L’essentiel du décor est réparti dans les cours des deux maisons. Dans celle de la plus grande, les galeries sont soutenues par des colonnes de marbre blanc dont les bases, les fûts et les chapiteaux sont nasrides. Aux angles de la cour, les colonnes sont remplacées par des demi-colonnes surmontées de chapiteaux de plâtre. Au niveau des portiques du rez-de-chaussée, cinq arcades se déploient. Elles adoptent des arcatures engrêlées et surhaussées, enrichies de sculptures en plâtre. La salle principale est couverte d’un plafond en bois. L’autre portique, à l’est, est constitué de demi-colonnes lisses adossées à des piliers. La balustrade qui donne sur cette cour, en bois tourné, trahit les influences de la Renaissance. Le plafond du portique est fait de petits éléments cannelés et tressés.

Dans la cour de la maison de Hernan Lopez el Levi les galeries sont soutenues sur les grands côtés par des colonnes de marbre blanc, remplacées par des piliers en briques aux niveaux des angles. L’arcade qui donne accès à la grande salle est similaire à celle de la maison principale. Au premier étage, la galerie nord présente des arcs surbaissés retombant sur des piliers chanfreinés. Les balustrades de ces galeries ont des barreaux droits, mais à section étoilée. Le sol de la galerie est en briques assemblées en dents de scie. Les plafonds des salles principales du premier étage sont constitués de grandes lames de bois assemblées en chevrons, travail caractéristique de l’art mudéjar.
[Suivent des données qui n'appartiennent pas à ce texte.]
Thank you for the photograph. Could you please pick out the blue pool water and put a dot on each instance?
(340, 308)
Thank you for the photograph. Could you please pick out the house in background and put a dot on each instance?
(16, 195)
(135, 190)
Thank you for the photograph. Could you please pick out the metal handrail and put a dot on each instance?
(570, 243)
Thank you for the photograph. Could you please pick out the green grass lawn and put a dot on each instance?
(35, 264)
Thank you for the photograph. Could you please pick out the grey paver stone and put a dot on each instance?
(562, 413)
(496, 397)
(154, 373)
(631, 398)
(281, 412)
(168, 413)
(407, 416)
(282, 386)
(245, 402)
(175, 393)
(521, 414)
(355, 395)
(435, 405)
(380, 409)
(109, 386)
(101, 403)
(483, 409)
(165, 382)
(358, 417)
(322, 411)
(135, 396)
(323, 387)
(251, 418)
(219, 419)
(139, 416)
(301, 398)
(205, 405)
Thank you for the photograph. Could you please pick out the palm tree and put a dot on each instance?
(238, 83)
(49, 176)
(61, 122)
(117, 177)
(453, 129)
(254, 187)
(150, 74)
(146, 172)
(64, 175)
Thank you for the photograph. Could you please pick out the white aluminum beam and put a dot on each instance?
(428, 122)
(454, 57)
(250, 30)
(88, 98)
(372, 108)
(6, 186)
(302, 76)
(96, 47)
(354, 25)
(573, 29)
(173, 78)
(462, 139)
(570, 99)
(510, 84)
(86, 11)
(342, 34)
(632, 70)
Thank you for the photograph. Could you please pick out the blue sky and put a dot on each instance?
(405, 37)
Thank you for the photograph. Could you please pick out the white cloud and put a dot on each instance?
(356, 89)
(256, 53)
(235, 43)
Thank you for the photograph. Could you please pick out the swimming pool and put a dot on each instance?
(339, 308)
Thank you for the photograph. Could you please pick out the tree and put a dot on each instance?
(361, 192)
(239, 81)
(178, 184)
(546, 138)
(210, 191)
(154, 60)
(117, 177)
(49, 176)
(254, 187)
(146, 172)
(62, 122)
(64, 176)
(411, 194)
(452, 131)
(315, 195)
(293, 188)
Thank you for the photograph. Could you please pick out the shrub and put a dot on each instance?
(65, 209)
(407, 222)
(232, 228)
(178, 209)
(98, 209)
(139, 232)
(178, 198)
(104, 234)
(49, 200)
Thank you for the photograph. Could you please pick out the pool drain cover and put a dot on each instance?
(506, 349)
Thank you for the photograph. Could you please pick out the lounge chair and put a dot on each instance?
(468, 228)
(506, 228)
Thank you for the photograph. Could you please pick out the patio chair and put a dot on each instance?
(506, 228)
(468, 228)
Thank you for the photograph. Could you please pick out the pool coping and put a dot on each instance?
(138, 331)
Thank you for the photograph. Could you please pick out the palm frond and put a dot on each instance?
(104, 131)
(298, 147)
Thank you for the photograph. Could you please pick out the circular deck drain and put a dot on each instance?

Ces maisons de style andalou trouvent des parallèles dans les habitations postérieures de Cordoue, Séville… Les deux maisons devinrent propriété de la couronne après le départ et l’expulsion des Morisques en 1581. En 1583, elles passèrent aux mains de Don Juan Vàzquez Salazar et jusqu’en 1919, les maisons Chapiz  furent mises en location.

NOTE

[1] Dans la galerie du rez-de-chaussée se trouve une grande baie permettant de jouir de cette vue.

BIBLIOGRAHIE DE REFERENCE

Castilla Brazales, J. ; Orihuela Uzal, A., En Busca de la Granada Andalusí, Grenade : Comares, 2002.

Henares Cuéllar, I.; López Guzmán, R., Guía del Albayzín, Comares, Grenade, 2001.

Isac, A., ALBAICÍN. Patrimonio Arquitectónico. Grenade : Ayuntamiento de Granada-Fundación Albaicín, 2001 (CD-rom).

Martín, E., Torices Abarca, N., Granada. Guía de Arquitectura, Grenade/Séville : Junta de Andalucía, 1998.

Orihuela Uzal, A., Casas y Palacios Nazaríes. Barcelone : Lunwerg Editores/Legado Andalusí-Junta de Andalucía, 1996.